Elle se fendit d'un sourire. La constitution de cet endroit se plaçait une année après la publication du « Discours de la Momie et de la licorne » de Paré, dans lequel il dénonçait (et tournait en dérision) les fantasmagories qui présidaient à l'usage de la poudre de momie en médecine, pour guérir les contusions, stopper les effusions de sang ou, encore... contrer l'effet des poisons.

Que venait donc faire ici une telle assemblée, cachée à plusieurs dizaines de mètres sous terre ? Est-ce que la proximité avec la cave des chartreux n'était qu'une coïncidence ?

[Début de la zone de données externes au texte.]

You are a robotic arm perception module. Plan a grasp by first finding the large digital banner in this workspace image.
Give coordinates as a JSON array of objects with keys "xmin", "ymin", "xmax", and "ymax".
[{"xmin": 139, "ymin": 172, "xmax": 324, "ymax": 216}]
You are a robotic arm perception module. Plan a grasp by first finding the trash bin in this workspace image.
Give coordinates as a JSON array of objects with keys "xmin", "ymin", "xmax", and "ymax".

Elo ne savait qu'en déduire, mais elle commençait à comprendre comment ça avait fini : elle repensa aux squelettes carbonisés amassés en haut des marches. Il s'agissait peut-être d'une fosse, car les chevalières signalaient l'appartenance à une même famille... ou à un même groupe. Mais le fait que les os soient carbonisés et réduits en cendres sur place lui faisait plutôt supposer un accident ; un incendie.

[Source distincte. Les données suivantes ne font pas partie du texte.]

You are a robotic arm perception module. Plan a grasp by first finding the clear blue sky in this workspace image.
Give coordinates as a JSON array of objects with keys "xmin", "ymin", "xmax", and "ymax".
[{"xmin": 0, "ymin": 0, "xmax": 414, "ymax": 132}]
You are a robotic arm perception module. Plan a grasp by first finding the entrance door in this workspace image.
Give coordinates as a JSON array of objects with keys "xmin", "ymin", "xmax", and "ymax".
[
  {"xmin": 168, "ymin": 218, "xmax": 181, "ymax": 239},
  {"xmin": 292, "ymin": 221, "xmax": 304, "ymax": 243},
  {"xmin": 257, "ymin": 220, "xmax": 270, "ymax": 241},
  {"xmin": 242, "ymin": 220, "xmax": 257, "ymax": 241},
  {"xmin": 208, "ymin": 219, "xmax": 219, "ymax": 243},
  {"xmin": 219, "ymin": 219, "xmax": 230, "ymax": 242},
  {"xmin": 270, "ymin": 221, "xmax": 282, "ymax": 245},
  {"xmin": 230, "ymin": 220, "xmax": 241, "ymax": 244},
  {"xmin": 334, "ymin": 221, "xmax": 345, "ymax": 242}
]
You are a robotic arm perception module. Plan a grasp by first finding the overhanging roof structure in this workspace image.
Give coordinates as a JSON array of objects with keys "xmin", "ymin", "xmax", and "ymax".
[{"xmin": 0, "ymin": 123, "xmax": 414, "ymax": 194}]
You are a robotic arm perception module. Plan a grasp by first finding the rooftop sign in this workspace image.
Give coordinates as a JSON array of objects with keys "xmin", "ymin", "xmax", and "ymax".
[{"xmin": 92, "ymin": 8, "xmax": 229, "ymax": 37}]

Considérant le faible rayonnement des rigoles de feu, s'il y avait eu des étudiants ici, ils devaient probablement apporter leur propre source de lumière en sus, ou il aurait été inutile d'essayer de prendre des notes. Elo avait le même problème à l'École, lorsque la petite lampe de sa table rendait l'âme, alors que les salles étaient toujours plongées dans le noir afin de visionner les diaporamas d'œuvres. Inutile de dire que sa vue en avait pris un coup.

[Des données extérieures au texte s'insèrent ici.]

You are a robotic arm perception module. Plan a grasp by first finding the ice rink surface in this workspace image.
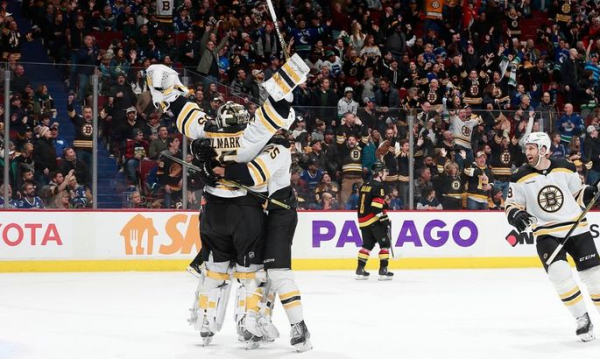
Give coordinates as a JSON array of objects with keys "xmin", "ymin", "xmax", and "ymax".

L'autre versant de l'amphithéâtre des catacombes avait été habillé du même système de rigoles que la partie droite. L'une était brisée en un endroit. Le calcaire s'était effondré sur les gradins dessous. Et sur les spectateurs... Les autres avaient sans doute essayé de fuir. Pour une raison qu'Elo ignorait encore, ils n'avaient pas pu regagner l'entrée et ils avaient tenté de s'échapper par le boyau supérieur. Peut-être que certains avaient réussi, tandis que d'autres avaient suffoqué sous la fumée, avant d'être brûlés, morts ou vifs.

Elo se surprit à émettre de pareilles conjectures ; pourtant, elle ne voyait pas d'autres explications. De toute façon, elle n'avait pas vraiment le temps de faire un relevé stratigraphique de la zone pour s'en assurer. Elle avait certainement perdu la notion du temps depuis qu'elle était tombée dans l'amphithéâtre mais, Czesław ne répondant plus à la radio, elle devait s'attendre à ce que la Capitaine précipite l'envoi de l'aide et de la Chupa Chups.

Elle devait à tout prix trouver une sortie.